Collaboration opportunities and similar careers
Social workers and youth workers often work closely together. They also both work closely with teachers, probation officers and police officers.
You can find out more about these other careers in our pages on:
Skills Needed for Careers in Social Work and Youth Work
Both social work and youth work have a variety of routes to entry.
Social work is generally a graduate-level job
Social workers may take a degree or degree apprenticeship in social work. They may also take a degree in another subject, and then join a social work graduate training scheme.
Both social work degrees and training schemes may need to be approved by the relevant governing body in the country in which you live, so it is worth checking this in advance. Social workers themselves may also have to be registered with the governing body. In England, for example, this is Social Work England.
However, social work assistants and social work support officers require a lower level of qualification. If you want to become a social worker, one of these roles may be a good way to obtain experience.
Youth work has a slightly lower level of entry
Many people do enter as graduates, either having done a related degree such as youth and community work, or community and youth studies. There are also degree apprenticeships available in youth work.
However, it is also possible to enter via lower-level apprenticeships, or taking a diploma-level qualification at college. Many people complete training while working on the job. It is also possible to move from a related career, such as social work or teaching, without further qualifications.
In the UK, you can also take a postgraduate qualification to give you professional youth worker status.
The two roles also need many similar skills, although there are also some differences.
Social workers, social work assistants and youth workers need:
Thoroughness and attention to detail, as well as good observational skills to notice when something is wrong, or just ‘off’ with a client;
Organisational skills to manage multiple cases or projects at once;
Problem-solving skills, to enable you to provide solutions to clients;
For youth workers in particular, creative thinking skills to develop new and appropriate activities for groups and individuals;
Good team-working, because both social work and youth work require collaboration both within and across agencies, as well as working closely with families; and
The ability to accept criticism, because social workers in particular often have to do things that clients’ families do not like.
Social workers also need an understanding of sociology, usually gained from their study. They must be willing to learn about society and the statutory obligations under which they operate. A grasp of psychology will be helpful for youth workers, as will customer service skills.

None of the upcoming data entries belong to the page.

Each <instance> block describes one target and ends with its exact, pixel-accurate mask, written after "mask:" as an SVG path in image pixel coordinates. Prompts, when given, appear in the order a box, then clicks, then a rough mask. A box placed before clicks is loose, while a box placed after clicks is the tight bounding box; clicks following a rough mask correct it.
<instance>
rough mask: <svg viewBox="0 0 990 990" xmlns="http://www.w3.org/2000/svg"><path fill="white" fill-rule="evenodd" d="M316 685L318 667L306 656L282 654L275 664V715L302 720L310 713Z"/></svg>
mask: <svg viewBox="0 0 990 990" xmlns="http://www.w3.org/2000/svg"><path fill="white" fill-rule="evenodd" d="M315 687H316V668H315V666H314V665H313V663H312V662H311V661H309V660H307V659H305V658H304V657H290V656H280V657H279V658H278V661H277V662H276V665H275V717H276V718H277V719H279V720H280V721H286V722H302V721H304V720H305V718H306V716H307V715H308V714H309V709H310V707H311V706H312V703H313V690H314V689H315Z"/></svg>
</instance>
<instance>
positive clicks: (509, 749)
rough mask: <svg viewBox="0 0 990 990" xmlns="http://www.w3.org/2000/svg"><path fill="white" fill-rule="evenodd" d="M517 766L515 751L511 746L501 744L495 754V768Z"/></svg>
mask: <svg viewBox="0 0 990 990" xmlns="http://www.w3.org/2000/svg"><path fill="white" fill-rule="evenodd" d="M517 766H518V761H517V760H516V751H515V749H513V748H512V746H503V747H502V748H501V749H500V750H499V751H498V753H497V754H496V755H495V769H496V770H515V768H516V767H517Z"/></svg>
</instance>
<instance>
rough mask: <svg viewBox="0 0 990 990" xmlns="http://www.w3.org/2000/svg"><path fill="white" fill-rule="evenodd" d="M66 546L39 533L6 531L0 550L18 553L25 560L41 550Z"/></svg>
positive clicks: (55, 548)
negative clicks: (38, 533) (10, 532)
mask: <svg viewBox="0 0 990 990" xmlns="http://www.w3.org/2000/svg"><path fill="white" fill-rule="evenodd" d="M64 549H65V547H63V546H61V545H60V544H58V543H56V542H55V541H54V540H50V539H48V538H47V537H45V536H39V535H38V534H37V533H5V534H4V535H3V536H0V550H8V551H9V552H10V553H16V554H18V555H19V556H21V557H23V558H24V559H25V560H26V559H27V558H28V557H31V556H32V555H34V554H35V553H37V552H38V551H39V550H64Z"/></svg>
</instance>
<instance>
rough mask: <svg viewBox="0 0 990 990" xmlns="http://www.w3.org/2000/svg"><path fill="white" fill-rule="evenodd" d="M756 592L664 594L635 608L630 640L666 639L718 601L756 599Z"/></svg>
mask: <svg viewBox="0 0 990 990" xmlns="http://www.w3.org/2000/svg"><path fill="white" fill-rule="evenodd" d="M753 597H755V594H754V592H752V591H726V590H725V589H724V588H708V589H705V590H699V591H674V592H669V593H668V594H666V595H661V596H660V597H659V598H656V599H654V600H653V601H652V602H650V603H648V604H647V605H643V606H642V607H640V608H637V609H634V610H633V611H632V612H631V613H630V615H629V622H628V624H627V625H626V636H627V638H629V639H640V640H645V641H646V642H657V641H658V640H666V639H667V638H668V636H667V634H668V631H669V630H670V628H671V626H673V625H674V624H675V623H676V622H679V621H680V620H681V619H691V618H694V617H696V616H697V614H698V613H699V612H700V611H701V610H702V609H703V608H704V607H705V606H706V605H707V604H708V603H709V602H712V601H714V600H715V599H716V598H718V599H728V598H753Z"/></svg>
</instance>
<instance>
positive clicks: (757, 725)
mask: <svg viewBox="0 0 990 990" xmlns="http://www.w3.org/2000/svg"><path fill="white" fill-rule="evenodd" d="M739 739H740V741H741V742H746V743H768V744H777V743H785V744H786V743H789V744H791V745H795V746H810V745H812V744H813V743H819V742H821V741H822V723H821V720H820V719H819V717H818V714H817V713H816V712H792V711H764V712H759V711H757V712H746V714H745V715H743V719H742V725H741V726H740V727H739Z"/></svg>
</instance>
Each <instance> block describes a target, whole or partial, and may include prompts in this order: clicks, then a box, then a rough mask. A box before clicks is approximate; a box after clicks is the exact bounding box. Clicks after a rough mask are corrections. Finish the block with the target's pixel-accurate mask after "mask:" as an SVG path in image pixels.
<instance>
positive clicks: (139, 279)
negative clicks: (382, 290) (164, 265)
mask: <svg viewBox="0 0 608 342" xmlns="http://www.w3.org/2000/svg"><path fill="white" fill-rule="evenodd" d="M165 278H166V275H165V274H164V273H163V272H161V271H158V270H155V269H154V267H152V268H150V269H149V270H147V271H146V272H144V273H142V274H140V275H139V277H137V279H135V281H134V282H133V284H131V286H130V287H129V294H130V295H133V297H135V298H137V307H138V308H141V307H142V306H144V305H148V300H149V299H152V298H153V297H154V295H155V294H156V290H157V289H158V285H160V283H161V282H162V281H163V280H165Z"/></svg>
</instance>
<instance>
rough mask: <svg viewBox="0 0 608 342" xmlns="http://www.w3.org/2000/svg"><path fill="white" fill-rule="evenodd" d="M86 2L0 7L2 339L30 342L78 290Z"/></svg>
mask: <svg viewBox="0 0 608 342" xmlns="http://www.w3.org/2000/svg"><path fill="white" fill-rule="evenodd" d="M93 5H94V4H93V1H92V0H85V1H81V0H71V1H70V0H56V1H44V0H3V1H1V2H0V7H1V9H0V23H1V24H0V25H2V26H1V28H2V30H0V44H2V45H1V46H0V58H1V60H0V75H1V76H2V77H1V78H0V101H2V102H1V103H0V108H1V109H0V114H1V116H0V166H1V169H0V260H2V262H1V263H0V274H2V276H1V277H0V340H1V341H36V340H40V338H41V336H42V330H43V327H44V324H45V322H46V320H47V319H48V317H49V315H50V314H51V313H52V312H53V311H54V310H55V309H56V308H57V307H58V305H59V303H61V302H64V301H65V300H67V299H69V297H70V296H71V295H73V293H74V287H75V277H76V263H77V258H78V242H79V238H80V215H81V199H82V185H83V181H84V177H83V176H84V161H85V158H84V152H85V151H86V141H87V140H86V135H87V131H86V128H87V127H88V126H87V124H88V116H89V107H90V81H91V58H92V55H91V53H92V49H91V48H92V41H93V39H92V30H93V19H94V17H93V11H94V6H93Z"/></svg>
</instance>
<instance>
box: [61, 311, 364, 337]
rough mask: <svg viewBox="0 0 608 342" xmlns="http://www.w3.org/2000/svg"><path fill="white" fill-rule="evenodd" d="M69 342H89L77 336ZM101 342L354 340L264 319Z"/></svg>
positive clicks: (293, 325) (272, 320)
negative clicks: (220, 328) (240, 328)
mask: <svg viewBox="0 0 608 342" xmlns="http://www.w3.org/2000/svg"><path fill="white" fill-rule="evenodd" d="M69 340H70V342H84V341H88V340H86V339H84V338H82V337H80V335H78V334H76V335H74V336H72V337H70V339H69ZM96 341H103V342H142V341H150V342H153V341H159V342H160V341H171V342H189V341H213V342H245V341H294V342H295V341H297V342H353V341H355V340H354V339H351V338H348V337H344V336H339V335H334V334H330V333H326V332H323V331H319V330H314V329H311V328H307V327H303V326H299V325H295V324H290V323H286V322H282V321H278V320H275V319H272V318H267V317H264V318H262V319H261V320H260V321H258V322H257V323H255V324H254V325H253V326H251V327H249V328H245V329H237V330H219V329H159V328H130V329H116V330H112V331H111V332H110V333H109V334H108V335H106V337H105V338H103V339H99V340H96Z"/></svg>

Both social workers and youth workers may be required to work outside normal hours, including in on-call rotas.
A Challenging but Rewarding Field
Both social work and youth work can be extremely challenging. Social workers and youth workers work with very vulnerable people, and the work can therefore be emotionally difficult. There may also be difficult decisions to make, albeit with support.
However, both also offer job satisfaction. Job-holders know that what they are doing really makes a difference to both individuals and society.